Part of my life — a major part of who I have been the past 22 years — is ending.
As you read this I’ll be in Charlottesville, Va., saying good-bye to my 20-year-old daughter. We spent the weekend taking her to her new home at the University of Virginia. Yes, I know I wrote about this last week, and I do try to stay away from writing about my family in this column, but if you’ll indulge me one more time. Well, maybe two more, because I’m sure I’ll have something else along these lines to write about in a couple of weeks, when my 21-year-old (soon to be 22) is married.
I’m certain there are a goodly number of parents in our community who can identify with what I’m feeling, seeing your young ones take off on their own, especially at this time of year when college freshmen make their first sojourn away from home. For me, it’s doubly so, with both leaving so close together.
I suppose that’s the way it should be. These two girls have been together for their entire lives — they went to camp together, summer mission trips, even worked together at a local restaurant before moving on to work together at a local fast food establishment.
They’ve done triathlons together, swim team, 5Ks, played on the same basketball and soccer teams and attended community college together the past two years. Their interests did diverge a bit in high school, with Erica, the older one, continuing on in basketball (played on a two-time state championship team) while Mary Catherine, the younger one, stepped out of sports.
Like all parents, I’m going to worry. For Mary Catherine, I’ll always wonder if she’s eating right, if she’s taking care of herself, if she has enough money, if she’s working too hard, if she has anyone waiting up for her to ensure she arrives home safely, if she’s lonely and homesick, if her classes are going well, if she’s made friends (and the right kind). With Erica, the fact that she’s marrying a fine young man I’m proud to welcome into the family will alleviate some of my worry. I’ll still be concerned that she and her soon-to-be husband, Andrew, have enough money, that their cars are running okay, that the neighborhood they live in is safe, that they’ll find work, that she will still finish school, that they’ll make it back this way to live as they hope.

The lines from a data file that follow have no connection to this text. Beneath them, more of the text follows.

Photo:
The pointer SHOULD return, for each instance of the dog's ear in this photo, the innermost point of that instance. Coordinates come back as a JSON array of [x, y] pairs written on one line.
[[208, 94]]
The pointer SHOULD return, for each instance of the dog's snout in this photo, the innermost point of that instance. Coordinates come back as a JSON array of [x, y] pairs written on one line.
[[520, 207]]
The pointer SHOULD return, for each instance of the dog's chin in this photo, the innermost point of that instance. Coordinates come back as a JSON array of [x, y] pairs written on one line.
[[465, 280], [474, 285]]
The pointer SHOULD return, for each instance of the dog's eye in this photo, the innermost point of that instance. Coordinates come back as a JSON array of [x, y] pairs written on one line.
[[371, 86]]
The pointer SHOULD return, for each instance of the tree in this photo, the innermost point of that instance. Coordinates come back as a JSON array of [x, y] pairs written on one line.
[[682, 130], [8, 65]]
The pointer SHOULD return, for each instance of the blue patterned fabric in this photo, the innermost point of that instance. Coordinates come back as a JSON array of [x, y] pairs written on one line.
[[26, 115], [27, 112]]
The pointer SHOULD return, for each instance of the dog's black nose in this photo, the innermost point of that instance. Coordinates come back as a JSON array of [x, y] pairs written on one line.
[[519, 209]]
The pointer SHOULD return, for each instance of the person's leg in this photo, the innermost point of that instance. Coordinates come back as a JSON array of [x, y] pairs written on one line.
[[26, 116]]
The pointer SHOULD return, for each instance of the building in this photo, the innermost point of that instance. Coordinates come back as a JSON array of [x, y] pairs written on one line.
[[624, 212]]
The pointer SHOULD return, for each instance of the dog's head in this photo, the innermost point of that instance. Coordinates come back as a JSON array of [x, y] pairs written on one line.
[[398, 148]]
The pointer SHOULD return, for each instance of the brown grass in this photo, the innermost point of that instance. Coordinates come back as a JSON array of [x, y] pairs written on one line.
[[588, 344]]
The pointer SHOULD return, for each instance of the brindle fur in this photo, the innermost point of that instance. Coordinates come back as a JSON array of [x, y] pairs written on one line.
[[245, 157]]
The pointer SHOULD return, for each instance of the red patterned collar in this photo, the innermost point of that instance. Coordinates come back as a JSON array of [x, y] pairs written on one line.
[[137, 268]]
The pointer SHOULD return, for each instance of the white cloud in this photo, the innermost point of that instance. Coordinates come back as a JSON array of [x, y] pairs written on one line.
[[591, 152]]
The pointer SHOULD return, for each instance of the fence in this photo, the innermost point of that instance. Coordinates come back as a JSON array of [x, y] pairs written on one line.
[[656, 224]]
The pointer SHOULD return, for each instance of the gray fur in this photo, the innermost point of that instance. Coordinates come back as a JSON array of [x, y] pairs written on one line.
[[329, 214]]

Believe me, those lists could go on and on, but I think you understand what I’m saying.
With the two of them moving out, it’s really hit me in the past couple of days that this truly is the ending of a major part of my life. I still have two boys at home — age 18 and soon-to-be 17, as well as a younger daughter, Allison, who is 12. The boys, despite their age, will probably be around a few more years, at least through community college. And my youngest girl may be at home another eight years or so if she follows the community college route, so it’s not as if we’re faced with a suddenly empty nest.

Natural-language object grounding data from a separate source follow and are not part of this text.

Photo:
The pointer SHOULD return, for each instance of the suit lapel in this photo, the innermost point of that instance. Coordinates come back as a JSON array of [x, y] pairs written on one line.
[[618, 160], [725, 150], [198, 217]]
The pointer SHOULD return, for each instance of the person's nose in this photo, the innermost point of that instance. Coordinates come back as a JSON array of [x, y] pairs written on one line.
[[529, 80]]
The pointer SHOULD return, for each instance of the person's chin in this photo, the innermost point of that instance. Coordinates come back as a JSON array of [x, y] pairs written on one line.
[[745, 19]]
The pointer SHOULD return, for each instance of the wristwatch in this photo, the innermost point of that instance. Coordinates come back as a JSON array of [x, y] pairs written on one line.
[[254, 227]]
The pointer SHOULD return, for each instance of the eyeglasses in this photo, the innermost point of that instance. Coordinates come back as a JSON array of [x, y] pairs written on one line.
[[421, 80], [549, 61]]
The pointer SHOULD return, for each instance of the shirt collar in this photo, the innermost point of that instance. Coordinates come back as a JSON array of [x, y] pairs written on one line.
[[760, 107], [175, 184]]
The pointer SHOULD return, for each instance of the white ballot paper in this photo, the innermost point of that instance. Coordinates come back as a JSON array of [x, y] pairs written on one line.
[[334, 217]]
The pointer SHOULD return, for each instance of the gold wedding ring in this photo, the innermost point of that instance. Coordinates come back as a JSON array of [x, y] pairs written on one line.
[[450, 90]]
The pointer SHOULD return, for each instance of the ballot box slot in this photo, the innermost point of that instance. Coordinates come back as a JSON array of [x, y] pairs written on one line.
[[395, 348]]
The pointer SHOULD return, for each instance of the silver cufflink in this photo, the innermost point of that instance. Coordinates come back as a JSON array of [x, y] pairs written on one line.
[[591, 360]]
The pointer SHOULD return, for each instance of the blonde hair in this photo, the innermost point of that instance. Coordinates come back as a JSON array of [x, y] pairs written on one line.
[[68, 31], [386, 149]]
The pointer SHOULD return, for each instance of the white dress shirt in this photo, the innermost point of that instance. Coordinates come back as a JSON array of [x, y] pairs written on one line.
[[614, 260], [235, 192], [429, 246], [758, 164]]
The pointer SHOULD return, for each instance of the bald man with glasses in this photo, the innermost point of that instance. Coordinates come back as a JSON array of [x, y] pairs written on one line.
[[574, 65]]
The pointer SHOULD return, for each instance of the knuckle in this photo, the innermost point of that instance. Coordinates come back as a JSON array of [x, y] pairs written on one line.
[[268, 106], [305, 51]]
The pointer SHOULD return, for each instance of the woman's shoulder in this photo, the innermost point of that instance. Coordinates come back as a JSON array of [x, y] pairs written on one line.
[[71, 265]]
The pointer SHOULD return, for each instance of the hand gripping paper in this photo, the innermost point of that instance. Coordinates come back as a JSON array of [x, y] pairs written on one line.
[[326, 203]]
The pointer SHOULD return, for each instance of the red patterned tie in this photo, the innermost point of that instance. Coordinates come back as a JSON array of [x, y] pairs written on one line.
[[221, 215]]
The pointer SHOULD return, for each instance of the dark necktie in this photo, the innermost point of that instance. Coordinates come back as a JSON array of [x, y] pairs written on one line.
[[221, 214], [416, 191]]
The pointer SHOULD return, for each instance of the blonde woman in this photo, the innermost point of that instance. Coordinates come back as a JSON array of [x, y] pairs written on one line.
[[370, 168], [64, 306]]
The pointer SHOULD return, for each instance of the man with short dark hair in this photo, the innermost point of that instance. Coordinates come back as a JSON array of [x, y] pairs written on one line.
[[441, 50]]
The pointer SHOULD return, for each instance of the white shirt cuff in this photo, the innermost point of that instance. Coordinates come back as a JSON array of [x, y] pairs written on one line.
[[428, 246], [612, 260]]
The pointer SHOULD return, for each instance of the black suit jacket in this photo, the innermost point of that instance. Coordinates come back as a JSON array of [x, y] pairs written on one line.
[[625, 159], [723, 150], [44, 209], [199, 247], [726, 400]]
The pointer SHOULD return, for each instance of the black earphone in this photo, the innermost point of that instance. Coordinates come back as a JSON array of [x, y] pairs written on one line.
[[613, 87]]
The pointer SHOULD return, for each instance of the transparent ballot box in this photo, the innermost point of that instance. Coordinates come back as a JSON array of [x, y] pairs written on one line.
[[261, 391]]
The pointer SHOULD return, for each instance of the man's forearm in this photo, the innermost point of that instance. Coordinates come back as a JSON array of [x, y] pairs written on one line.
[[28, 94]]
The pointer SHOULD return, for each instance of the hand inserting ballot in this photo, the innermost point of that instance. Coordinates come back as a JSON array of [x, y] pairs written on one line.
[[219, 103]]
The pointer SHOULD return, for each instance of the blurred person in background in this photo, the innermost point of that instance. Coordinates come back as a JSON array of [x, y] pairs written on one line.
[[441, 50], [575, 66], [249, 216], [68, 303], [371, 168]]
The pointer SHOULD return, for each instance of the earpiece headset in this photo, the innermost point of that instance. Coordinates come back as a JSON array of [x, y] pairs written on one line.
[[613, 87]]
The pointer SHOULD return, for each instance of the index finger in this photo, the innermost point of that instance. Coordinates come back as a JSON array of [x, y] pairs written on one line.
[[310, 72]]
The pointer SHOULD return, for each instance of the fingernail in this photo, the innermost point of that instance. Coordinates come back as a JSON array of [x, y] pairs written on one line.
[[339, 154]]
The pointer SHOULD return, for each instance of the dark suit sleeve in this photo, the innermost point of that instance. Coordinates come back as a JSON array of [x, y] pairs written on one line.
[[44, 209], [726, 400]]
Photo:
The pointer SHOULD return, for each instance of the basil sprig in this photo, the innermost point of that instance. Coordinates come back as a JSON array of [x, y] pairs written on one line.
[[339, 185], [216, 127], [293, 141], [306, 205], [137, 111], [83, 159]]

But the days of practical jokes between the kids (or by me on the kids), of talking with them every day, of watching them talk and hang out with and do things for one another as siblings and as close friends, of Jonathan (the oldest boy) trying to trade Mary Catherine for 15 cheeseburgers (or Julian, the youngest of the boys, offering to trade his brother for pizza), are coming to an end.

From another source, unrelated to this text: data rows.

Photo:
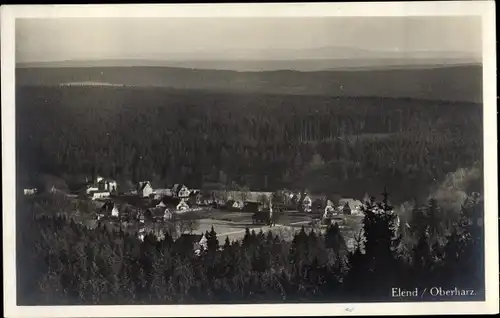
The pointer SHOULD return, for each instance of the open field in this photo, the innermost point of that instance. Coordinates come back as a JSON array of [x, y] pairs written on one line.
[[234, 224]]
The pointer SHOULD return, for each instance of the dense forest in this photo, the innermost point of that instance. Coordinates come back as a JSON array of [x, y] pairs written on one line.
[[261, 141], [61, 262]]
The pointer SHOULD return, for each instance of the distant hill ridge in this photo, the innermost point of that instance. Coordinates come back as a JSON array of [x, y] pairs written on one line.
[[452, 83]]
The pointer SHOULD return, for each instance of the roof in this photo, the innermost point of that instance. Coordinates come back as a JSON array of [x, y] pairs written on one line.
[[108, 205], [169, 201], [157, 212], [351, 202], [188, 239], [177, 187]]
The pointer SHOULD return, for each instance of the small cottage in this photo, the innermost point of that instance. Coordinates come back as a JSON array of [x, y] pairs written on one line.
[[100, 195], [350, 206], [182, 206], [235, 205], [30, 191], [251, 206], [91, 188], [180, 191], [110, 208], [145, 189], [196, 242]]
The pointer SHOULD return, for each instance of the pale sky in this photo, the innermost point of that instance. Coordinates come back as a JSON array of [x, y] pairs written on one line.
[[199, 38]]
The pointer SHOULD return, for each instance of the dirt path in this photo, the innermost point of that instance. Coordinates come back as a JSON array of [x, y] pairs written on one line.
[[263, 228]]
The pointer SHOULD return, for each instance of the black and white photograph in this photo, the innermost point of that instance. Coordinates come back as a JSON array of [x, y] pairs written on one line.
[[283, 157]]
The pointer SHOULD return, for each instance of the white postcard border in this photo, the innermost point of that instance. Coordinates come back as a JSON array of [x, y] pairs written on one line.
[[486, 9]]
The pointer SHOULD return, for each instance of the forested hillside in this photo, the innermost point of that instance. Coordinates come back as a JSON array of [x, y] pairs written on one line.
[[263, 141], [79, 266]]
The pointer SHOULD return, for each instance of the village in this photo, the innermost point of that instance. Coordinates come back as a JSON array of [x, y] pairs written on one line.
[[190, 213]]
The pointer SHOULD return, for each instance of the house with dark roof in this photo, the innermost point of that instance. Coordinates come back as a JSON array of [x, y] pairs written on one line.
[[145, 189], [252, 206], [158, 214], [110, 209], [195, 242], [180, 191]]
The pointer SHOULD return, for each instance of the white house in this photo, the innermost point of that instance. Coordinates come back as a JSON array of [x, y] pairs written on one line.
[[201, 245], [100, 195], [30, 191], [91, 188], [353, 204], [329, 209], [160, 193], [115, 212], [182, 206], [108, 185], [307, 203], [168, 215], [180, 191], [161, 205], [145, 189], [236, 204]]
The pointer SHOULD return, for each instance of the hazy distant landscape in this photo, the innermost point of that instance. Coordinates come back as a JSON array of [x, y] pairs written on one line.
[[364, 164], [454, 83]]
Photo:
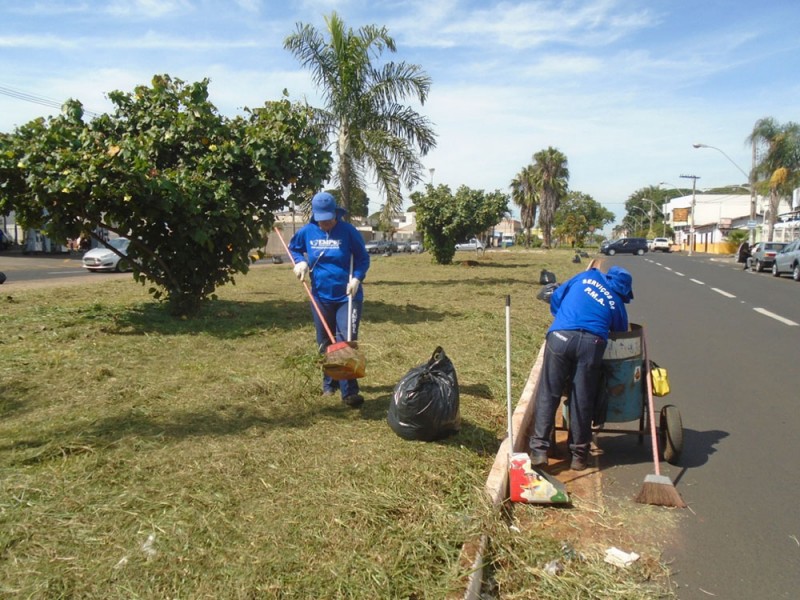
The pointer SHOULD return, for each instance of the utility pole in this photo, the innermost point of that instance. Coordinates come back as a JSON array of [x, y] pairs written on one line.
[[694, 179], [752, 182]]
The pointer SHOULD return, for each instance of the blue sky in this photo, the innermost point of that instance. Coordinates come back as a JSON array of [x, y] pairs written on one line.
[[622, 87]]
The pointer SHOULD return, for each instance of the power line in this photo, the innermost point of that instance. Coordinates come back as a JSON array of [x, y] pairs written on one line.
[[40, 100]]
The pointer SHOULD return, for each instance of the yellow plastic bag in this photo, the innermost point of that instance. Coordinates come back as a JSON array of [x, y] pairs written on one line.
[[660, 379]]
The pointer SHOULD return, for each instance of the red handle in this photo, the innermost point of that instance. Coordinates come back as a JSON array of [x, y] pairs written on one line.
[[308, 290]]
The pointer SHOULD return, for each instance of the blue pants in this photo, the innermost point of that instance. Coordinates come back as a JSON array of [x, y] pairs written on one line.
[[335, 314], [576, 358]]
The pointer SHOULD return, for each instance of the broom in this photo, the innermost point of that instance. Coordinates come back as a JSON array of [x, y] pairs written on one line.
[[657, 489], [342, 360]]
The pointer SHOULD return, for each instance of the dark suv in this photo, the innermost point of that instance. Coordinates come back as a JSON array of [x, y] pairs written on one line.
[[636, 246]]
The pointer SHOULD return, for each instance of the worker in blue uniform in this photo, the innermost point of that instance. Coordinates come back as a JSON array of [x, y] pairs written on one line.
[[324, 251], [586, 308]]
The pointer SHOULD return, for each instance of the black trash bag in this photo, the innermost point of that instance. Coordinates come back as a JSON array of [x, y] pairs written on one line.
[[424, 406], [546, 292], [546, 277]]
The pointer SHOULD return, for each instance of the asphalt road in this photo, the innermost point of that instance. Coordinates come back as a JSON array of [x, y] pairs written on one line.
[[44, 269], [730, 341]]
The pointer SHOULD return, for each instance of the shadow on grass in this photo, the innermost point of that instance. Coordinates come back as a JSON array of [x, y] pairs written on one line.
[[10, 400], [505, 281], [221, 420], [230, 320]]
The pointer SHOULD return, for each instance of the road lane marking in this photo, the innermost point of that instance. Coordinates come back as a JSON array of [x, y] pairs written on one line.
[[772, 315], [723, 293]]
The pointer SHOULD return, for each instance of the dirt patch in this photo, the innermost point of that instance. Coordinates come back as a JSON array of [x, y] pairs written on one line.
[[595, 522]]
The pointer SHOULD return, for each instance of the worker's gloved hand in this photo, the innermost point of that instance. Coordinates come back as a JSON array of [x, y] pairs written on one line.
[[352, 287], [301, 270]]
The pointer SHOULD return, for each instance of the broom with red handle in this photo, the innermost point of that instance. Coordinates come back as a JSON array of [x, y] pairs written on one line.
[[657, 489]]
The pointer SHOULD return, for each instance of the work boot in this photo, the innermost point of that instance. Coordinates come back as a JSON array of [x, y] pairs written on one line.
[[353, 400], [538, 459], [578, 463]]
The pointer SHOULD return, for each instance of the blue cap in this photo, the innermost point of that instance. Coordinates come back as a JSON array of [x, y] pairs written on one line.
[[323, 207]]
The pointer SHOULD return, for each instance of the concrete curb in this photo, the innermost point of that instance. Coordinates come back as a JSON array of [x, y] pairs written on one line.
[[473, 551]]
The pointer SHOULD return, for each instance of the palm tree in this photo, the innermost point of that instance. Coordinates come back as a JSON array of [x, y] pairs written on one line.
[[779, 168], [551, 177], [374, 134], [525, 195]]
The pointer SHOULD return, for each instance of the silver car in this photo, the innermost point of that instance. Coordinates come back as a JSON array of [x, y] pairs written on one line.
[[103, 259], [788, 261]]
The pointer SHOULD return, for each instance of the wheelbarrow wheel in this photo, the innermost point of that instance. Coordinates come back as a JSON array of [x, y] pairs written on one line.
[[671, 433]]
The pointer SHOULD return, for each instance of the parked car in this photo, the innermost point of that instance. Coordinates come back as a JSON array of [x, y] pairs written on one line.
[[473, 244], [636, 246], [661, 245], [5, 241], [763, 255], [743, 253], [103, 259], [788, 261]]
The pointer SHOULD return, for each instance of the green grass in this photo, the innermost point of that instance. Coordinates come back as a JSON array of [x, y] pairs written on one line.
[[147, 457]]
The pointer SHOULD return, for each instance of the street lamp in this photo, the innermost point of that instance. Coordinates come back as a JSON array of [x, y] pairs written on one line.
[[680, 194], [646, 215], [750, 180], [664, 233], [694, 179]]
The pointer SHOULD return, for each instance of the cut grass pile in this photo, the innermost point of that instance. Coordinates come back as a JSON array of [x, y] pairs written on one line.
[[147, 457]]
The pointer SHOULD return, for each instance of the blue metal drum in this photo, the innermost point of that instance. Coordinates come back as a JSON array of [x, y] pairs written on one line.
[[623, 361]]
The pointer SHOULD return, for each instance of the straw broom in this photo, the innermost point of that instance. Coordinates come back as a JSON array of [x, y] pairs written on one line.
[[657, 489]]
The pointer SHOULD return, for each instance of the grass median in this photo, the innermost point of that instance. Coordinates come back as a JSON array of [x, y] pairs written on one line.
[[143, 456]]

And I realized Friday, as happy and excited as I am for them and the opportunities they are about to experience, and as sad and worried as I am as a parent, that’s not all that’s bothering me.
I was 24 when Stephanie and I married, old enough to have been out on my own for a few years, but not old enough to really have figured out much in life. Three years later Erica was born, and for the 22 years since then virtually everything I’ve done — every job decision, every move to a new town (or turning down an opportunity to move), how I spend my evenings, how we spend our money, what I might give up so that they might have a little more, what church to attend or not to attend — everything has been based on the kids, on how that decision would affect them.
Sometimes those decisions were right, other times they turned out not to have been the wisest move. I have tried my best to be a good father to them, and sometimes I was a good dad, other times probably not so much, at least not as much as I would have liked.
But now the two oldest are going out on their own, and the next two aren’t all that far behind. Even if the boys stay around for a few years longer, the family dynamic will change now, and I can foresee the time when the kids will all be gone.
Despite the fact I’ll continue to wonder how they are doing, if they have enough, if they need help, the main purpose of my existence for virtually my entire adult life will change, and I’m not entirely sure exactly what that will mean.
I suppose in that regard my kids and I are similar, all of us facing change, stepping out into the unknown.